I am a therapist trained in both Humanistic and Psychodynamic Theory. By combining both models I believe my clients can benefit from the warmth of non-directional therapy combined with the opportunity to explore the past and its effects on present behaviour. I adhere to the British Association of Counsellors and Psychotherapists (BACP) code of ethics, working to the highest standards of confidentiality and professional practice.
The humanistic approach believes individuals have within themselves vast resources for self-understanding and an innate tendency to develop towards their full potential. This can inevitably be blocked or distorted by difficult life experiences. The core conditions of humanistic therapy are “empathy”, “unconditional positive regard” and “congruence” (authenticity). The therapist offers genuine warmth and acceptance so the individual can feel safe enough to explore difficult aspects of their life and helps develop better self-understanding. The therapist and client are equal partners, the therapist merely facilitates the client to engage safely in self-exploration to find their own solutions and move towards personal growth and self-actualization.
Psychodynamic theory stresses the importance of past experience in shaping our current way of being and explains personality.

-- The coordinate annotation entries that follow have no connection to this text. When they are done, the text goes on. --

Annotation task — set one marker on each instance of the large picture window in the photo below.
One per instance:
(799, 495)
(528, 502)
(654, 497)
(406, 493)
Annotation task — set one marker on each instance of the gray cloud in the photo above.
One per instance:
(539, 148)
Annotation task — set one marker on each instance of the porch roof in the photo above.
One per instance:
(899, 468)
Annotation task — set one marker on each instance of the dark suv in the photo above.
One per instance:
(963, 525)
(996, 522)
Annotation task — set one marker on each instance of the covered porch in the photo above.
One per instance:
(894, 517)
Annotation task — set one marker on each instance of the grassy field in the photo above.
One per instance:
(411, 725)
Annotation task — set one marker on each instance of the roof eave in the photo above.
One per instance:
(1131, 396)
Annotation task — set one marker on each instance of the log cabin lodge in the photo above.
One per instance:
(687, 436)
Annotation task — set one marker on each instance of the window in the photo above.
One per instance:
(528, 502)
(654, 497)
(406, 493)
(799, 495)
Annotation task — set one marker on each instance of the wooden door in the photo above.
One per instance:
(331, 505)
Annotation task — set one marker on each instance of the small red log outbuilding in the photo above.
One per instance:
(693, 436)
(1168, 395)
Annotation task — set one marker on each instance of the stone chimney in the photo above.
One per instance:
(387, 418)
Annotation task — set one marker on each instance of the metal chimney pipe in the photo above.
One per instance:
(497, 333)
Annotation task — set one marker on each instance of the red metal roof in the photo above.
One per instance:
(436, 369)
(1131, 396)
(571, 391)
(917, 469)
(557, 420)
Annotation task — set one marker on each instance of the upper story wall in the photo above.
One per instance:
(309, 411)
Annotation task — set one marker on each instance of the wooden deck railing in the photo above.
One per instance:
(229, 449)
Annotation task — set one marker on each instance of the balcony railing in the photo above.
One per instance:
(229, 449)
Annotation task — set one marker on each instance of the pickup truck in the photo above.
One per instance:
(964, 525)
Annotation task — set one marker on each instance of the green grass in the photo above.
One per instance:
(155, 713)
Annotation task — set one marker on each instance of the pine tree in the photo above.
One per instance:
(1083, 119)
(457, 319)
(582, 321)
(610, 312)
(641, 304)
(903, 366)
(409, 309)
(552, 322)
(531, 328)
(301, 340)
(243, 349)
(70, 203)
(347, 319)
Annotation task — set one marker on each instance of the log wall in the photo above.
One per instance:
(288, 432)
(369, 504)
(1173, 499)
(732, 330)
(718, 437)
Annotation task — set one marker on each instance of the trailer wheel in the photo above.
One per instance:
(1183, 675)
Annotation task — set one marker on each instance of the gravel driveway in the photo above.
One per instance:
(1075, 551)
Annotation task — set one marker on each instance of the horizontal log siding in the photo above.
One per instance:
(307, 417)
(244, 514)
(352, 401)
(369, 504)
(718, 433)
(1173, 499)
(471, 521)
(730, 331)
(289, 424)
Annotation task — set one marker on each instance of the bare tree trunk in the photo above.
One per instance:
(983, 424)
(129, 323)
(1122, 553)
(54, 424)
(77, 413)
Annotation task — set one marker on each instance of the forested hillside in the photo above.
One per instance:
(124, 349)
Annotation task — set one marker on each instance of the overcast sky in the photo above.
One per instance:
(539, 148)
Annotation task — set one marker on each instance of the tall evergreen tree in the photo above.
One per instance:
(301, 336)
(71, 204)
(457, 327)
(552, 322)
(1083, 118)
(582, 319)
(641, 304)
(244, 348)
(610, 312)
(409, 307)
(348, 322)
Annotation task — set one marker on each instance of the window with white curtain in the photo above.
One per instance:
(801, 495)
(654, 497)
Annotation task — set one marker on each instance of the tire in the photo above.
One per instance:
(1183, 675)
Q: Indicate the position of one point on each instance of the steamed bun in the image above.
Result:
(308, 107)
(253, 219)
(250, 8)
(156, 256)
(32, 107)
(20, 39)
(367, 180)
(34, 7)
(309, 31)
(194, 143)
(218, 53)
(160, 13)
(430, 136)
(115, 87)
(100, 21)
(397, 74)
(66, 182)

Feelings can be held in the unconscious mind because they are too painful to face and we come up with defences to protect us from them. These defences can go wrong and cause more harm than good. Therapy aims to raise these feelings into our consciousness so we understand where they have come from and this enables us to examine unresolved conflicts and symptoms that arise and deal with them so they become less painful. Psychodynamic therapy uses the therapeutic relationship to gain insight into relationship patterns that have evolved since childhood. The task of the therapist is to facilitate the client’s insight by linking the past and present through the method of interpretation of the client’s communication.